If you cannot find any dates in summer 2021 and do not want to wait another year, I can recommend considering a date in late autumn, winter, or even early spring. Whilst we all have our favourite season, there is something so beautiful about winter – it’s cosy and romantic and there are so many ways to make a winter wedding a total winter dream. Have a look on Pinterest and I’m sure you’ll find it hard to get off it. 🙂 I have shot many weddings in autumn, a time of the year that has the best light. And how beautiful are all those red, orange leaves around? So special! 

And last but not least choosing a date just on the perfect transition between winter and spring, where the first leaves of flowers push away the morning frost could be the best time for you. This time of the year just provides an atmosphere that for me reflects so much the feeling of new beginnings, a fresh start and a new chapter. 

I shot weddings during storm Callum in autumn 2018 or on dates that not many people would consider getting married like i.e. the 28th of December. I have also captured how beautiful a late frosty, early Spring-April wedding can be. Stay open, stay positive, and stay inspired. 

Honour your initial wedding day

I saw the most beautiful thing on Instagram a few weeks ago. One of my future couples, Gwen and Bow who were supposed to get married this May, decided to not let Covid-19 ruin their initially planned wedding day. Whilst they postponed their official wedding to next year, they still came up with a wonderful way to honour the day they were supposed to get married.

So instead of sitting at home and being upset, they created their own personal wedding day including rings and vows, just not including the legal part. Gwen decided to wear her mum’s wedding dress, Bow tested his suit for next year and they walked into their local forest to read personal messages to each other that they have written for this special ceremony. Their own camera and a well-positioned tripod did the job to capture these moments, that they wanted to spend completely on their own. Only their dog was allowed to join. 🙂

How beautiful is this idea? Inspired? 

Make the best of adversity. Create your own love story around what the coronavirus crisis has done to your wedding plans. Don’t stop smiling and you will see that one day you will have a great story to tell your grandchildren. There is beauty in everything. 

Make it virtual. 

No, not your wedding. Even though that’s not a bad idea either.
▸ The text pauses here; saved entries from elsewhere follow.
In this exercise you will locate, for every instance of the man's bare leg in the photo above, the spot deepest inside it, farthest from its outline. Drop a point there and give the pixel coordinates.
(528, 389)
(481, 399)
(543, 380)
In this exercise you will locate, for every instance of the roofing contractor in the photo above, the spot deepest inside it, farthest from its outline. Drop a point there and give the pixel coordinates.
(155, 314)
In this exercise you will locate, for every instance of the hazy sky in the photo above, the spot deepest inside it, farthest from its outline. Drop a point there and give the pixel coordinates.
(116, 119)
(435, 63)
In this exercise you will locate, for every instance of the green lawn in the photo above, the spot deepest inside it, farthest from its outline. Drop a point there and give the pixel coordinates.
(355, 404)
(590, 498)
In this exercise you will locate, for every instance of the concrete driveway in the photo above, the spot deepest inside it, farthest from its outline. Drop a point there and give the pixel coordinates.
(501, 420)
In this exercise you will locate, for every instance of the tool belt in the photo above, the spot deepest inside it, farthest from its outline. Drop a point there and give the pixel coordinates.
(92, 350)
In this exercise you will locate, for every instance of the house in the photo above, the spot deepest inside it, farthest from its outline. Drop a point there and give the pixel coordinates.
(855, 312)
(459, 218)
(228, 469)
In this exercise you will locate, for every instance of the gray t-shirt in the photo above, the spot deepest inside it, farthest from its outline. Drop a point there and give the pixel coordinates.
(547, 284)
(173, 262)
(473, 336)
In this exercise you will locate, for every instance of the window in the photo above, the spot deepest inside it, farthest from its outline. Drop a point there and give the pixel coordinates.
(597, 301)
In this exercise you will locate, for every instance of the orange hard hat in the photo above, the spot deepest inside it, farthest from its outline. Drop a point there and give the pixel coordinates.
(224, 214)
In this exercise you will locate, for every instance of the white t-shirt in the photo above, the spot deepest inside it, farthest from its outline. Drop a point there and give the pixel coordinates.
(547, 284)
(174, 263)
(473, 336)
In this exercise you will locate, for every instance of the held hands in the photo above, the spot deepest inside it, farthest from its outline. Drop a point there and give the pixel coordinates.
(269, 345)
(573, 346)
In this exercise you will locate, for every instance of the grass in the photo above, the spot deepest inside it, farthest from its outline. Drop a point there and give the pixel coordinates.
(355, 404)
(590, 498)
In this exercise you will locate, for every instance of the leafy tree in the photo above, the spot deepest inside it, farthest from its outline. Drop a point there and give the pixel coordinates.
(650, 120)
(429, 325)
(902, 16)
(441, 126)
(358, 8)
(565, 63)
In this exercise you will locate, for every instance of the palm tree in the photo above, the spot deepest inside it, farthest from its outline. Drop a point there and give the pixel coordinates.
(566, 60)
Who makes the rules? 🙂

I’m talking about your hen and stag (and everything in between) do’s. Whilst you could still have a live, face-to-face postponed one, why not do another one virtually. If you are the person in charge of organising it you will definitely make your friend or family member very happy with a big virtual surprise that can be filled with games, quizzes, giggles, and bubbly. Lift each other up and again make the best of the situation. Laughing is healthy and we need to help each other more than ever to do that more often.

The list could go on, but hopefully, these little thoughts and ideas have helped to not cancel 2020 and to not see the current crisis as the worst spell there is. 

At the end of the day, you two and your loved ones celebrating your love is what makes your day the most beautiful day despite the time, the weather, and the season. Try to find beauty in alternative ways of tying the knot – ‘different’ ways, ways that mean something to you, that reflect your love and life without sticking to the ‘norms’ (what is that anyway?) and break traditions if you want to. Also, you will have more time and perhaps more funds to go for the things for the wedding day that you initially had to say ‘no’ to. 

Use this time to reevaluate what’s truly important to you and go for exactly that. There is no right or wrong in doing things that make you happy.